5) Ajoutez le reste des ingrédients
Si vous croyez que
l’accusation de sexisme vient d’une mécompréhension de vos propos, de votre
démarche ou de votre projet remis en question, expliquez le.a. Ajoutez un
contexte ou des clarifications à votre propos initial seulement si c’est
vraiment nécessaire (en présumant que votre « accusatrice » sait lire
et est intelligente).
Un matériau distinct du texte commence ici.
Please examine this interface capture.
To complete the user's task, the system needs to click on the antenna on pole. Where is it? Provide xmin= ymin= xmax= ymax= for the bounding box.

N’essayer pas de vous justifier ou de vous trouver des
facteurs atténuants. Précisez que vous voulez être certain que vous vous
comprenez bien. Vous pouvez demander à votre interlocutrice si c’était bien ce
qu’elle avait compris, si le propos attaqué est toujours aussi problématique.
Ne soyez pas
condescendant ou paternaliste.
Ne citez surtout pas
le dictionnaire.
6) Reconnaissez que votre plat n’a pas levé
Peut-être avez-vous
oublié la levure, peut-être avez-vous laissé le plat au four trop longtemps ou
abusé du sel. Toujours est-il que, bien que vous ayez eu l’intention de
préparer un délicieux met, le résultat a laissé un goût amer dans la bouche de
votre interlocutrice.
Reconnaissez votre
échec. Reconnaissez que malgré vos bonnes intentions, vous avez employé des
propos problématiques, que vous avez été maladroit, que vous avez fait erreur
ou que vous n’avez pas réussi à faire passer le message escompté.
Souvenez-vous qu’il
n’y a pas de « défense de bonnes intentions ».
7) Présentez vos excuses
Excusez-vous pour le
résultat : les bonnes intentions ne font pas le cuisinier!
Ne dites pas :
« je suis désolé si je t’ai
offensée », puisque vous savez que la personne a été offensée.
8) Faites la vaisselle en prévision de la
prochaine fois
Promettez de repenser
le projet, d’arrêter d’utiliser le mot ou de revoir la démarche problématique.
Et faites-le.
9) Réinvitez vos convives déçues
Si vous le désirez,
invitez votre interlocutrice à poursuivre le dialogue si elle en a le temps,
l’envie et l’énergie. Rappelez-vous : faire votre éducation lui est
fastidieux et est fait bénévolement. Vous ne pouvez pas exiger d’une femme
qu’elle discute avec vous – n’harcelez pas une personne qui refuse de
poursuivre la conversation.
Ne soyez donc pas trop
catégorique dans l’affirmation de votre volonté de poursuivre le dialogue – de
par votre position privilégiée, le « débat » vous est probablement
plus agréable, et un regard externe risque d’attaquer votre interlocutrice qui
refuse une invitation mielleuse et insistante à discuter.
10) Garder le sourire
Les recettes sont plus
difficiles à réussir qu’elles n’en ont l’air. C’est normal de faire des
erreurs. Terminez la conversation sur un sourire (J) ou une formule de politesse. Même de l’autre côté d’un écran, votre
interlocutrice est une humaine et mérite du respect (non pas que les
non-humain.e.s n’en méritent pas).
11)
Conservez
précieusement cette recette
Vous en aurez besoin encore. Et encore. Et encore.
Se tromper fait partie du processus d’apprentissage, qu’on parle de
cuisine ou de proféminisme. Répondre à une accusation de sexisme par de la
violence ou plus de sexisme est cependant inadmissible.